I have this page which let the user to decide yes or no. So I'm using Jquery Ajax so the user won't have to refresh his page. I have provided the button so the user may chose 'Yes' and immediately the button change to 'No'.
I represent '0' and '1' in mysql to indicate 'No' and 'Yes'. So when the user click the button, mysql will update the record '1' or '0'.
I managed to update the mysql by first click, but when come to second click, mysql won't take the order.

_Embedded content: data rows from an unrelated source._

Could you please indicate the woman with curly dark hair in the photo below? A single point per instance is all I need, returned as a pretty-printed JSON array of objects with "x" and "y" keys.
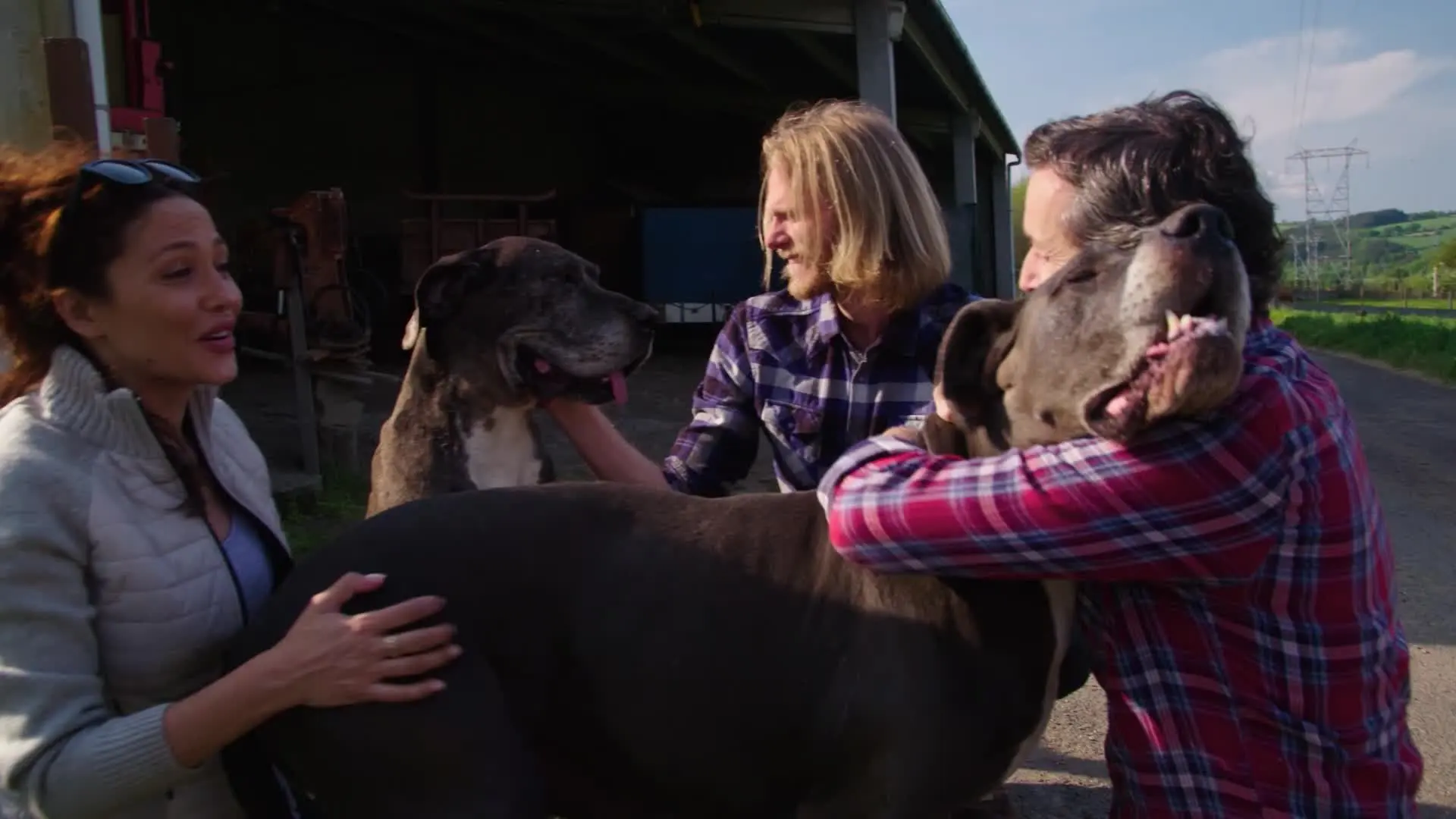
[{"x": 137, "y": 529}]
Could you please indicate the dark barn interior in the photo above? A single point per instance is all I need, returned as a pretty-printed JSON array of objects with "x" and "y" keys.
[{"x": 629, "y": 127}]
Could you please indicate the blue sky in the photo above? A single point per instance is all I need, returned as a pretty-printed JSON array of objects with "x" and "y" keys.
[{"x": 1381, "y": 74}]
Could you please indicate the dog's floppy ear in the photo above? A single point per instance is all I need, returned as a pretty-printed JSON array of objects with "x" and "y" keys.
[
  {"x": 971, "y": 349},
  {"x": 443, "y": 287}
]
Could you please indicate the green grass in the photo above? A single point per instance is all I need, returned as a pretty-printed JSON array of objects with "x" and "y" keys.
[
  {"x": 1432, "y": 232},
  {"x": 309, "y": 522},
  {"x": 1427, "y": 303},
  {"x": 1421, "y": 344}
]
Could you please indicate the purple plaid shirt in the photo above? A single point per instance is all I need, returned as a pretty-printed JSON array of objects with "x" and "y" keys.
[{"x": 783, "y": 368}]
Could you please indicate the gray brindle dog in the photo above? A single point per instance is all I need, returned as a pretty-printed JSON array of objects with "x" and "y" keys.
[
  {"x": 635, "y": 651},
  {"x": 495, "y": 331}
]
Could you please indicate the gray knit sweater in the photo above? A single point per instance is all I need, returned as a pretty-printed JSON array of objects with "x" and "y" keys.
[{"x": 112, "y": 601}]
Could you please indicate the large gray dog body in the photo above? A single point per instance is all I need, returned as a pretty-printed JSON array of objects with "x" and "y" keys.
[
  {"x": 631, "y": 651},
  {"x": 494, "y": 331}
]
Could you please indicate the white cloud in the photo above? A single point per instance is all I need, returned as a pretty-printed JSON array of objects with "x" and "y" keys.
[{"x": 1323, "y": 91}]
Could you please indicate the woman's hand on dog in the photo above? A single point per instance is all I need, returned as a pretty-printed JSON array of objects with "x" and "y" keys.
[{"x": 334, "y": 659}]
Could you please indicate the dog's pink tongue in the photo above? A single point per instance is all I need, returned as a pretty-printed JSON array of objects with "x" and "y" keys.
[{"x": 619, "y": 387}]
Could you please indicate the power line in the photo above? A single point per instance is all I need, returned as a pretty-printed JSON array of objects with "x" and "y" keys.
[{"x": 1310, "y": 260}]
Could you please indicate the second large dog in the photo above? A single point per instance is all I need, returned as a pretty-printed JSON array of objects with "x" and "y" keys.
[
  {"x": 717, "y": 657},
  {"x": 495, "y": 331}
]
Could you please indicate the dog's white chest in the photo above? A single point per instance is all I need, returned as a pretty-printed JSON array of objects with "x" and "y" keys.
[{"x": 501, "y": 452}]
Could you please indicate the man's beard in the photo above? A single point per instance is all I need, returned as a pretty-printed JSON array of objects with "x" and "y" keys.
[{"x": 807, "y": 283}]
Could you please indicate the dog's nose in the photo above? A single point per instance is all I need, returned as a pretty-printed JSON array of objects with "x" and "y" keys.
[
  {"x": 1199, "y": 222},
  {"x": 648, "y": 316}
]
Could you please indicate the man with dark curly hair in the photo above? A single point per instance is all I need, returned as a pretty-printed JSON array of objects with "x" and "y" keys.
[{"x": 1238, "y": 585}]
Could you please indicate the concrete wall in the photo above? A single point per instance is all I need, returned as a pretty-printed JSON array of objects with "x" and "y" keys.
[{"x": 25, "y": 110}]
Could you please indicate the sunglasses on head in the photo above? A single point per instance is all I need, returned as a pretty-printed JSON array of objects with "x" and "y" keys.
[
  {"x": 137, "y": 171},
  {"x": 126, "y": 172}
]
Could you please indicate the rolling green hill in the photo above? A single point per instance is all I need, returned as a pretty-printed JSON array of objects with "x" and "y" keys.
[{"x": 1382, "y": 240}]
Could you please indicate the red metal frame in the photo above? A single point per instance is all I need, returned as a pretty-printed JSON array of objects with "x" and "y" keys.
[{"x": 142, "y": 58}]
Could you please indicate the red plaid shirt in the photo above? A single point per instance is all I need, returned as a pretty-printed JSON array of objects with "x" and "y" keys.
[{"x": 1239, "y": 589}]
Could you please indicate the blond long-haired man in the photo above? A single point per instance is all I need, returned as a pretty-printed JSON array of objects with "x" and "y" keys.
[
  {"x": 846, "y": 349},
  {"x": 843, "y": 352}
]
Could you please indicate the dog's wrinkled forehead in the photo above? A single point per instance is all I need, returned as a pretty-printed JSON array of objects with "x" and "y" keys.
[{"x": 526, "y": 259}]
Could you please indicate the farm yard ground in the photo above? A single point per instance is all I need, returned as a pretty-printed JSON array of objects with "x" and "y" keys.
[{"x": 1410, "y": 444}]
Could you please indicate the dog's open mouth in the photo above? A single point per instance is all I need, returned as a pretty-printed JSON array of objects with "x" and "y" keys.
[
  {"x": 1184, "y": 350},
  {"x": 548, "y": 379}
]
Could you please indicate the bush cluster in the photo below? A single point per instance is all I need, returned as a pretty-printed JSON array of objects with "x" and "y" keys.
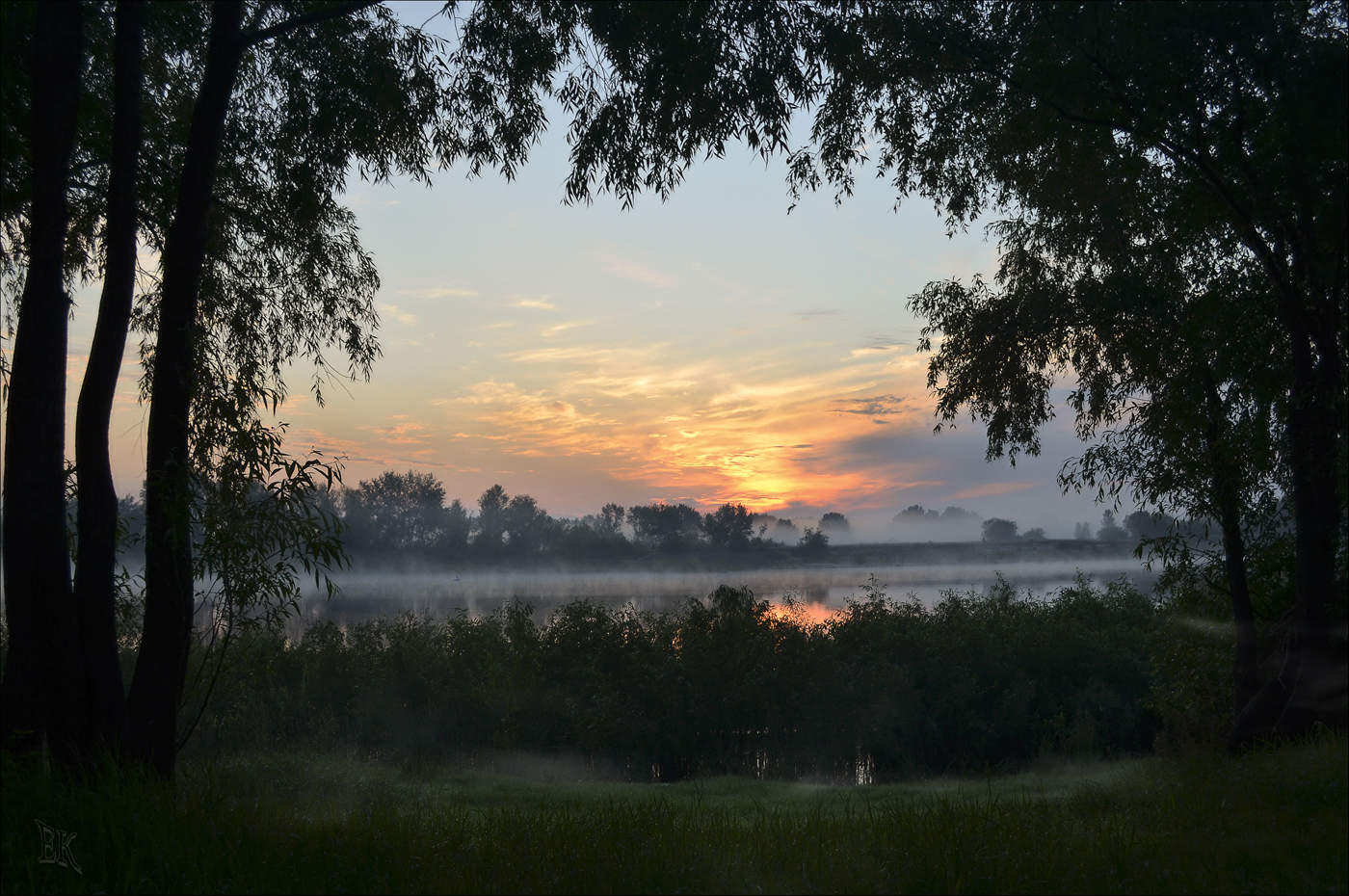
[{"x": 727, "y": 684}]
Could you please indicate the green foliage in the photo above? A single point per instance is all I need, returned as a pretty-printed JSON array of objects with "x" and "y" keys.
[
  {"x": 398, "y": 513},
  {"x": 813, "y": 541},
  {"x": 671, "y": 528},
  {"x": 1274, "y": 821},
  {"x": 998, "y": 529},
  {"x": 724, "y": 686},
  {"x": 730, "y": 528}
]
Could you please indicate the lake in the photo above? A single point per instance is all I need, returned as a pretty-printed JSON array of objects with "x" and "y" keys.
[{"x": 819, "y": 587}]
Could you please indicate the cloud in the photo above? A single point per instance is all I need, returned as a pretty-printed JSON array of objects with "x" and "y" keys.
[
  {"x": 440, "y": 292},
  {"x": 397, "y": 313},
  {"x": 560, "y": 329},
  {"x": 404, "y": 432},
  {"x": 879, "y": 346},
  {"x": 542, "y": 303},
  {"x": 640, "y": 273},
  {"x": 873, "y": 407},
  {"x": 992, "y": 488}
]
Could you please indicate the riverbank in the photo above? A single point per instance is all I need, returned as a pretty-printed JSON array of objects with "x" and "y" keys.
[{"x": 1274, "y": 821}]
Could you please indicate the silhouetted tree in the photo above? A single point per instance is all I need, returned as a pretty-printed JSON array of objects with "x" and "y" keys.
[
  {"x": 397, "y": 513},
  {"x": 671, "y": 528},
  {"x": 1143, "y": 525},
  {"x": 44, "y": 670},
  {"x": 611, "y": 518},
  {"x": 1110, "y": 531},
  {"x": 526, "y": 526},
  {"x": 835, "y": 525},
  {"x": 491, "y": 521},
  {"x": 728, "y": 528},
  {"x": 998, "y": 529},
  {"x": 813, "y": 541},
  {"x": 914, "y": 513}
]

Here's my Jquery Ajax code:
<script type="text/javascript">
$("document").ready(function()
{
$(".roundbox_blue").click(function()
{
$(this).toggleClass("roundbox_orange roundbox_blue");
var element = $(this);
var noteid = element.attr("value");
var info = "report="+noteid;
$.ajax({
type: "POST",
url: "mcr_external_gen.php",
data: info,
success: function(msg){
}
});
});
$(".roundbox_orange").click(function()
{
$(this).toggleClass("roundbox_blue roundbox_orange");
var element = $(this);
var noteid = element.attr("value");
var info = "not_report="+noteid;
$.ajax({
type: "POST",
url: "mcr_external_gen.php",
data: info,
success: function(msg){
}
});
});
});
</script>
Then I have this code for the user to click:
<div class="show">
<button class="roundbox_blue" value="1"> Click </button>
<button class="roundbox_blue" value="2"> Click </button>
</div>
The PHP code that will parse the AJAX query is like this:
if(isset($_POST['report']))
{
$line_id = $_POST['report'];
$Portal->LoginDB('test');
mysql_query('UPDATE `ajax` SET `report` = "1" WHERE `id`="'.$line_id.'"');
}
if(isset($_POST['not_report']))
{
$line_id = $_POST['not_report'];
$Portal->LoginDB('test');
mysql_query('UPDATE `ajax` SET `report` = "0" WHERE `id`="'.$line_id.'"');
}
The problem I'm facing is, once the user click the button, mysql did update the record however, when the user click the button second time (meaning to cancel) mysql did not update the record accordingly.
I appreciate if you guys can help me out here..
You are only hooking the blue box on doc load.
change class of second button,
<div class="show">
<button class="roundbox_blue" value="1"> Click </button>
<button class="roundbox_orange" value="2"> Click </button>
</div>